Should I use "A handover" or "An handover"? I see this expression many times in the context of mobile communications written both ways (e.g. "the mobile node performed a handover between two attachment points"). Which one is the correct?
Thanks in advance,
Luizao, thanks for the reply .
What grammar rule have you used to reach that conclusion? I have looked in grammars (books), "googled" and have found somewhat different rules. The best one I found was the following:
Articles: A versus An
"A" goes before all words that begin with consonants.
- a cat
- a dog
- a purple onion
- a buffalo
- a big apple
with one exception: Use an before unsounded h.
- an honorable peace
- an honest error
"An" goes before all words that begin with vowels:
- an apricot
- an egg
- an Indian
- an orbit
- an uprising
with two exceptions: When u makes the same sound as the y in you, or o makes the same sound as w in won, then a is used.
- a union
- a united front
- a unicorn
- a used napkin
- a U.S. ship
- a one-legged man
Note: The choice of article is actually based upon the phonetic (sound) quality of the first letter in a word, not on the orthographic (written) representation of the letter.
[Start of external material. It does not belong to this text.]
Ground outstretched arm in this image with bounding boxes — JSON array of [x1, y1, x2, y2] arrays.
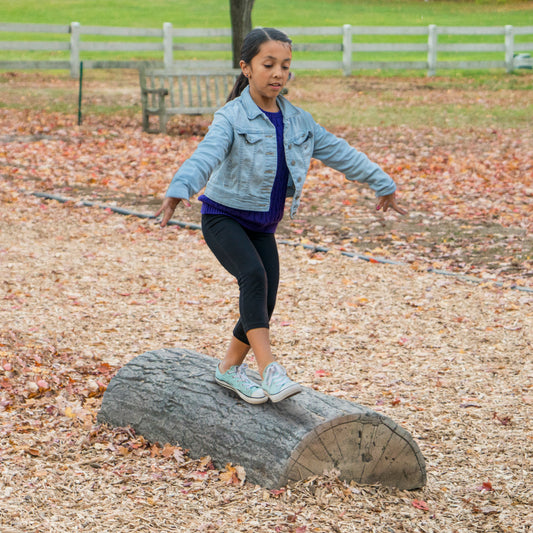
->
[[154, 196, 191, 228], [376, 192, 407, 215]]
If the first letter makes a vowel-type sound, you use "an"; if the first letter would makes a consonant-type sound, you use "a." So, if you consider the rule from a phonetic perspective, there aren't any exceptions. Since the 'h' hasn't any phonetic representation, no audible sound, in the first exception, the sound that follows the article is a vowel; consequently, 'an' is used. In the second exception, the word-initial 'y' sound (unicorn) is actually a glide [j] phonetically, which has consonantal properties; consequently, it is treated as a consonant, requiring 'a'.
Yes, it does . Thanks a lot .
The problem was the pronunciation of handover. I thought handover had a silent "h". Again, I commonly hear the word "handover" expressed vocally both ways (sounded and unsounded h). Maybe because most of the people with whom I speak English are not native in this language...
One closing question if you don't mind. Is there any rule to know if a word has a sounded/unsounded h? Or we just have to know?
Last edited by lamv; 27-Feb-2009 at 00:20.
English spelling is not phonetic so you just have to know. An English speaker, as opposed to a writer, has no problems with this.
A uniform, 'You' sound.
An uncle, 'uh' sound.
Both begin with 'un'.
In dialects where people drop their h's you will hear them say "an otel" instead of "a hotel". They are applying the a-an rule to how they speak the words. But they are unlikely to do this is written form.
What's a handover?
Thanks for your clarification.
@ Charlie Bernstein
In telecommunications, it is necessary to change the point of attachment (a.k.a base station) to the network when moving with a wireless device (e.g. mobile phone). This operation is called "handover".
Last edited by lamv; 27-Feb-2009 at 01:06.
Please check this link to the Merriam-webster dictionary:
handover - Definition from the Merriam-Webster Online Dictionary
In the audio example the h seems to be silent . Am I right? Can someone please confirm through the phonetic of the word? The two referred exceptions (honest, honorable) seem to be, in fact, phonetically different from the word "handover" in terms of the h pronunciation.
honorable: \ˈä-nər-(ə-)bəl, ˈän-rə-\
Last edited by lamv; 27-Feb-2009 at 01:50.